Zulip Chat Archive

Stream: Veil

Topic: relation vs function


Mark R. Tuttle (Feb 12 2026 at 12:08):

Could you add guidance in the State and Theory Components section of the documentation on how to choose between a relation and a function?

In your blog post example FloodSet, for example, you use relation decision : node → value → Bool where I would have used function decision: node -> value so I don't have to prove that decisions are unique.

I think the answer is going to be that SMT somehow performs better with relations than with functions, so the proof overhead is worth it.
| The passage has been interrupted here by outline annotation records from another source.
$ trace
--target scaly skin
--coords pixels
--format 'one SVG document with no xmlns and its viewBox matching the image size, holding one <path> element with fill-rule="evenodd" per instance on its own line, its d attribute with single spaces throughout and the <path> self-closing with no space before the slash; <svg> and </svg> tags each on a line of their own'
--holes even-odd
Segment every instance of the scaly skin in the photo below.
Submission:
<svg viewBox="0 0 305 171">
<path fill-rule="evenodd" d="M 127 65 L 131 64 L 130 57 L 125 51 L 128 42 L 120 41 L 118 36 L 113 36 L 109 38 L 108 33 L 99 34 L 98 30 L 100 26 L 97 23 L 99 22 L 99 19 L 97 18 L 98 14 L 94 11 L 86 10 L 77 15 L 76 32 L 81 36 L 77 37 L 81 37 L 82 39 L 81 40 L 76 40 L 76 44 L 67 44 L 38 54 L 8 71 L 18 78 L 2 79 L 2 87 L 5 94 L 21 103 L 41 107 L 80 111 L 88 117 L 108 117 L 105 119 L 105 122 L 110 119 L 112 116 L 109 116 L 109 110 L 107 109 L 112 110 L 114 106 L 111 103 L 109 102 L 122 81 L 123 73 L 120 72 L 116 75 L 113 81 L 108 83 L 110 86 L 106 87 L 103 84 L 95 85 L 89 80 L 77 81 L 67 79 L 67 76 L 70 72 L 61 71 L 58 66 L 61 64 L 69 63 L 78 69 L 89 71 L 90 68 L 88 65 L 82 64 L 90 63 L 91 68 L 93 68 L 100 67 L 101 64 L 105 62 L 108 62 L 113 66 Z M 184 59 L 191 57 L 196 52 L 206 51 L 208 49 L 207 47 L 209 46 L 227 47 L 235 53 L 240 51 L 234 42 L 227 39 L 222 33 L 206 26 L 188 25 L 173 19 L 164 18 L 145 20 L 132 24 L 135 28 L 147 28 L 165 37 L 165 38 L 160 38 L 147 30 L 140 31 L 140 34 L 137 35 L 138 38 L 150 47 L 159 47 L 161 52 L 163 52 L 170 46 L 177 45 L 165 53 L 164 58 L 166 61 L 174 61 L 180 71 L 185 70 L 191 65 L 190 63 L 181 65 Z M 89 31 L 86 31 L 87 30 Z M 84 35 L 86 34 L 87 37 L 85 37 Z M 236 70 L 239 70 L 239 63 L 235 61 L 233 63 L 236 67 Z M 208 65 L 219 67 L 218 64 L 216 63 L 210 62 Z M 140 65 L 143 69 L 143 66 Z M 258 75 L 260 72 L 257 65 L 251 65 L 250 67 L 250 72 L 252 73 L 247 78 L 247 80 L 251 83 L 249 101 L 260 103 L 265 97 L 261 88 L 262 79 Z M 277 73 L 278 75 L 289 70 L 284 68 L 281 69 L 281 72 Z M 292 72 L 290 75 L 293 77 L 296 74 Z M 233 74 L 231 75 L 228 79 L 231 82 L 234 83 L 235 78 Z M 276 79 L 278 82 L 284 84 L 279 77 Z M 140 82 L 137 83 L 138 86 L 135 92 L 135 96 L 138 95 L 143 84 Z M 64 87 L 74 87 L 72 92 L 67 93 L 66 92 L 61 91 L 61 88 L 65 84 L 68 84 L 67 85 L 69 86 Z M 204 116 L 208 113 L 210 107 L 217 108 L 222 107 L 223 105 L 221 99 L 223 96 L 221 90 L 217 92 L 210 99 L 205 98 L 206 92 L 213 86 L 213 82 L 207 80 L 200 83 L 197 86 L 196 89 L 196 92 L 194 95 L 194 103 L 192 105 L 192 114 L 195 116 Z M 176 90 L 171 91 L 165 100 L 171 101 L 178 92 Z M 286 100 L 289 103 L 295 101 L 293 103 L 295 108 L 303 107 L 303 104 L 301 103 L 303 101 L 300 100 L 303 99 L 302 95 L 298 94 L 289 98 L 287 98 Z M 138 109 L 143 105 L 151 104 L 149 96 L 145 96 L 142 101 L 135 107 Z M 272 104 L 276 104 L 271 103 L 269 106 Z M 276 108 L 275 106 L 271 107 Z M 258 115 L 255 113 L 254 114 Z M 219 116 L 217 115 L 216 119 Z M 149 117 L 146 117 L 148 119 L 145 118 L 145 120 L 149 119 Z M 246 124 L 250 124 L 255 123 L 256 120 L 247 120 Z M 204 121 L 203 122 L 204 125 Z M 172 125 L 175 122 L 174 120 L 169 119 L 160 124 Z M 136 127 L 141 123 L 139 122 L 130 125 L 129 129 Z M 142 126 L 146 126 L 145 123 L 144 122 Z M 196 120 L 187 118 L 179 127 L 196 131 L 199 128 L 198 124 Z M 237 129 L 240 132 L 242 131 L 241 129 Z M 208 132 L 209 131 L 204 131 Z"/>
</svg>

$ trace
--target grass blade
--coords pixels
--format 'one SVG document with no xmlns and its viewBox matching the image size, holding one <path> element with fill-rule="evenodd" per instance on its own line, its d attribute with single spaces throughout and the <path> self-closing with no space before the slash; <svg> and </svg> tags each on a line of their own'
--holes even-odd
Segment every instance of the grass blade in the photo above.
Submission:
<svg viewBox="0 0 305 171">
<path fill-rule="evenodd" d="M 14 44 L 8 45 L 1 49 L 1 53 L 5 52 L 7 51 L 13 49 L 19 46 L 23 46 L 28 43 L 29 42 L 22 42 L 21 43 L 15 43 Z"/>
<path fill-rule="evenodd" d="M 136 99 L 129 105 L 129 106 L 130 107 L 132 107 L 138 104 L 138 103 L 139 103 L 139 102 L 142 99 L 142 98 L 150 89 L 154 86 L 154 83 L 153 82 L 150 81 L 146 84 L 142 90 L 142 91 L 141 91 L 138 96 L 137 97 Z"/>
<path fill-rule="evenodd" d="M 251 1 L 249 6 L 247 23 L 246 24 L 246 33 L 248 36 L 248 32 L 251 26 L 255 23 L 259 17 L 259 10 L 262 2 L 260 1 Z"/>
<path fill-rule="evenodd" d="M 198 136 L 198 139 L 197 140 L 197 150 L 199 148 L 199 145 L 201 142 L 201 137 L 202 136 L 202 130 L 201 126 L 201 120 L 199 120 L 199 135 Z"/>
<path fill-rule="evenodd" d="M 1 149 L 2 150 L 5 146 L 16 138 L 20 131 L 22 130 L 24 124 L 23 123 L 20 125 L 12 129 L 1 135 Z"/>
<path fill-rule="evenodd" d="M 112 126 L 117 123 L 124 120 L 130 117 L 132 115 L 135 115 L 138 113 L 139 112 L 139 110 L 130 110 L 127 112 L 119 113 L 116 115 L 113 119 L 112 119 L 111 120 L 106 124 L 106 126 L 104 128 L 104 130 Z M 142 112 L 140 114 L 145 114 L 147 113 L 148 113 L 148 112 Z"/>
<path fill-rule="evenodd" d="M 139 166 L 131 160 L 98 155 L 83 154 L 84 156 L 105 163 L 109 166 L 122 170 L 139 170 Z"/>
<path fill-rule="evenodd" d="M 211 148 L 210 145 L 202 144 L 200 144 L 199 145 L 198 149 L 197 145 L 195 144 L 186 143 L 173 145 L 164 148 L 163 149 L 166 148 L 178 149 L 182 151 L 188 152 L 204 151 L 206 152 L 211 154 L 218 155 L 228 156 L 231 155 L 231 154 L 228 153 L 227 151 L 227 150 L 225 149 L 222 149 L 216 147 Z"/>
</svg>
George Pîrlea (Feb 12 2026 at 13:12):

Will do!

The gist is to always use a relation if you can. A function, if you think about it, is a relation r with the two following assumptions:

invariant [coherence]  x y z, r x y  r x z  y = z
invariant [totality]  x,  y, r x y

A relation with just the coherence axiom is a partial function. If that is good enough for modelling your state, you should use that.

I think the answer is going to be that SMT somehow performs better with relations than with functions.

Yes. The totality assumption potentially takes your specification outside the decidable fragment of first order logic.

A function is equivalent to a ∀∃ quantifier alternation (intuition: ∀∃ introduces a Skolem function in the solver), which solvers can struggle with in some cases.